Tata Steel on 20 April 2011 announced that it signed a licensing agreement for the technological and commercial development of the environmentally friendly direct iron smelting process called HIsarna with British-Australian mining major Rio Tinto.
The agreement between Tata Steel and Rio Tinto covers the pattern how the partners will operate together and share their existing knowledge of the two technologies that are used in the new process. It also decides how benefits from future marketing of the technology will be made available to both parties, as well as to other bodies involved in its development.
A 60000 tonnes a year HIsarna pilot plant funded jointly by ULCOS, the European Commission and the Dutch Ministry of Economic Affairs is being commissioned at Tata Steel's IJmuiden steelworks in the Netherlands.

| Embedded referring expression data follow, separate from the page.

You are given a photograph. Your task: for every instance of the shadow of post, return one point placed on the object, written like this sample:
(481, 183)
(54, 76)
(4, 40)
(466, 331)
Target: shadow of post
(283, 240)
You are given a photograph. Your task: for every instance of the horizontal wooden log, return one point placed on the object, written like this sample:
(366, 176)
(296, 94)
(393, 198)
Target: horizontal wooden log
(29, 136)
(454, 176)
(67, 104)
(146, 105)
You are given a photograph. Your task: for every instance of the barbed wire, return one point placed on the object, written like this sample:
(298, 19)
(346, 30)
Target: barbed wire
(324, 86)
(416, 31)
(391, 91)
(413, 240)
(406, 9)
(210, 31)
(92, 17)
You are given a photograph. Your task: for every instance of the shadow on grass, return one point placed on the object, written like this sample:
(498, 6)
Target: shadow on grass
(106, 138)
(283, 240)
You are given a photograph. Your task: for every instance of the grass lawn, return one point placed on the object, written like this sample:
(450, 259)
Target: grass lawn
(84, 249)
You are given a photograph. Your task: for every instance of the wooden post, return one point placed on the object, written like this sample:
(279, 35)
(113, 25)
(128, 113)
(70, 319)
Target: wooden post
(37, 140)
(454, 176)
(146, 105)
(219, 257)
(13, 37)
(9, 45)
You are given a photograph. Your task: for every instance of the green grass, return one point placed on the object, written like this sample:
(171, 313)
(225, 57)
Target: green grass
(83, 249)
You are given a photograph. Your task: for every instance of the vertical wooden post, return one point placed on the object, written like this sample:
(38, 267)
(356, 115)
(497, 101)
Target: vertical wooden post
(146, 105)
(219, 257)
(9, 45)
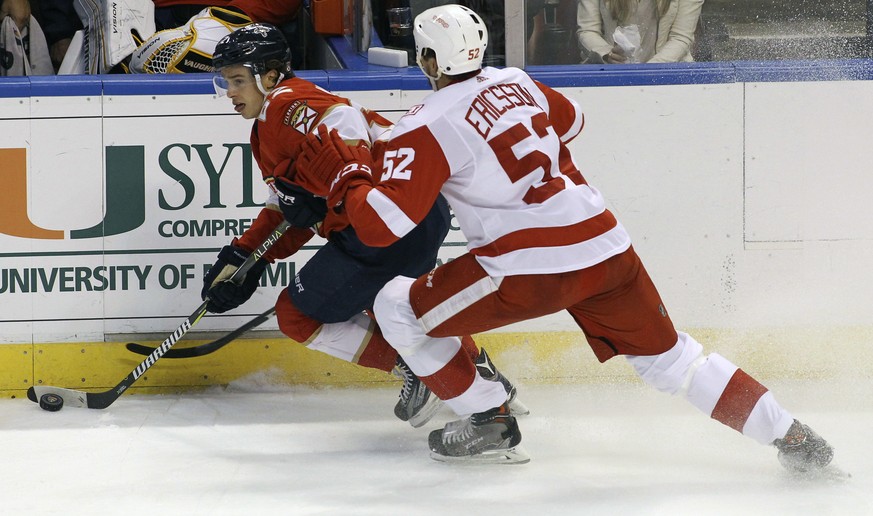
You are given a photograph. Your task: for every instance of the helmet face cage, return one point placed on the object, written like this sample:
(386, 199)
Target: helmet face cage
(456, 34)
(259, 47)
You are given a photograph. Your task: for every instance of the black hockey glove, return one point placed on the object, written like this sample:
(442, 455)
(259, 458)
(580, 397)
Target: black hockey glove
(225, 295)
(299, 207)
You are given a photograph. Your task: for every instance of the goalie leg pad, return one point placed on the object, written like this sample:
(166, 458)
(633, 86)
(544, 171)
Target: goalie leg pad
(189, 48)
(113, 28)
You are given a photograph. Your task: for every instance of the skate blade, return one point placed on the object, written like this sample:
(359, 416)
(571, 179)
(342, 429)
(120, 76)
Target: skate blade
(514, 455)
(517, 408)
(427, 412)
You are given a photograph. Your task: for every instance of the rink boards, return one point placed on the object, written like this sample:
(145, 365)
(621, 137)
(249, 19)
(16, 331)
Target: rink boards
(744, 186)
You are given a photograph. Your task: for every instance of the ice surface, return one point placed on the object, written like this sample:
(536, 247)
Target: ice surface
(252, 449)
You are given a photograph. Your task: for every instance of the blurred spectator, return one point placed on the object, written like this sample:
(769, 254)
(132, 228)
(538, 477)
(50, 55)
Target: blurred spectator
(23, 49)
(18, 10)
(637, 31)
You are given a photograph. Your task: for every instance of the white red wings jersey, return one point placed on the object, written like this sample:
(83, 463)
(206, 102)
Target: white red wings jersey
(291, 110)
(494, 145)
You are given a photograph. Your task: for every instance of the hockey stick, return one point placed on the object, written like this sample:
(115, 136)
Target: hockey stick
(101, 400)
(209, 347)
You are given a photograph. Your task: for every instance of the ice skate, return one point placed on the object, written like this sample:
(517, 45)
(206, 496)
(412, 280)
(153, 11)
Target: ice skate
(490, 437)
(805, 454)
(489, 372)
(417, 404)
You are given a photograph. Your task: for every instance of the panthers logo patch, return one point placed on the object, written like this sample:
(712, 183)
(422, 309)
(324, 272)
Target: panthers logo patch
(300, 116)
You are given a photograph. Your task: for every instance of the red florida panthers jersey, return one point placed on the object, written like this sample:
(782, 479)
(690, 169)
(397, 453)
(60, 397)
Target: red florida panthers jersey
(292, 109)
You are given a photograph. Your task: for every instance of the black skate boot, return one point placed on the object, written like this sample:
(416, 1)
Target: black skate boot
(417, 403)
(487, 437)
(802, 450)
(489, 372)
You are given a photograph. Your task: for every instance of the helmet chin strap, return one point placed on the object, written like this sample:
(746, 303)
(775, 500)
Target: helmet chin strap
(432, 79)
(260, 85)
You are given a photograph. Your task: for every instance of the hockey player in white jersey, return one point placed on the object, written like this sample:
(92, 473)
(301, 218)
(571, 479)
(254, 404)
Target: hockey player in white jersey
(541, 240)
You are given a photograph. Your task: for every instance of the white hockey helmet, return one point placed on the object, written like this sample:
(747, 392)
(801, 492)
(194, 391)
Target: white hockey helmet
(456, 34)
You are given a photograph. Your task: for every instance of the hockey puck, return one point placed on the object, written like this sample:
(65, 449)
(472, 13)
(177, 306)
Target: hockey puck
(51, 402)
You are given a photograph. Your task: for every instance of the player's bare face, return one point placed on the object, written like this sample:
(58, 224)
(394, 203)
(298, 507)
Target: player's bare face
(242, 90)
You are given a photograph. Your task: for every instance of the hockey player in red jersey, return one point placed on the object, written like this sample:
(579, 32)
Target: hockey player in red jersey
(493, 142)
(325, 307)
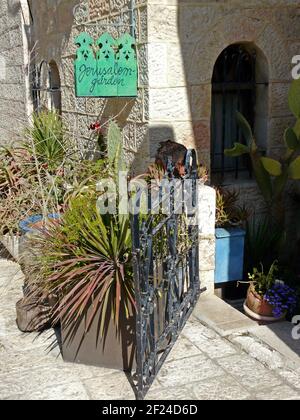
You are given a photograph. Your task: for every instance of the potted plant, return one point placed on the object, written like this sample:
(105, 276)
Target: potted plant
(230, 236)
(268, 299)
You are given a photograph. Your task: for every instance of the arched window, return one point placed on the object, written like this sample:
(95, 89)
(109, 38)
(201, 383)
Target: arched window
(235, 87)
(46, 87)
(54, 85)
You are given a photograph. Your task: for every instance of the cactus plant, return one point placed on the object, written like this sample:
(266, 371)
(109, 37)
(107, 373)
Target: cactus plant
(271, 174)
(115, 152)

The HIsarna iron-making process consists of cyclone pre-reduction technology (CCF), owned by Tata Steel, and bath smelting technology (HIsmelt), owned by Rio Tinto. The HIsarna technology has long-term potential to replace conventional blast furnaces, coke ovens and sinter plants and to reduce carbon-di-oxide emissions by more than 50 per cent if combined with Carbon Capture and Storage (CCS).
The combination of CCF and HIsmelt is likely to offer excellent opportunities for the collection and geological storage of carbon-di-oxide, ability to utilise lower-cost raw material feeds and the prospect of energy savings through the elimination of stages in the iron making process.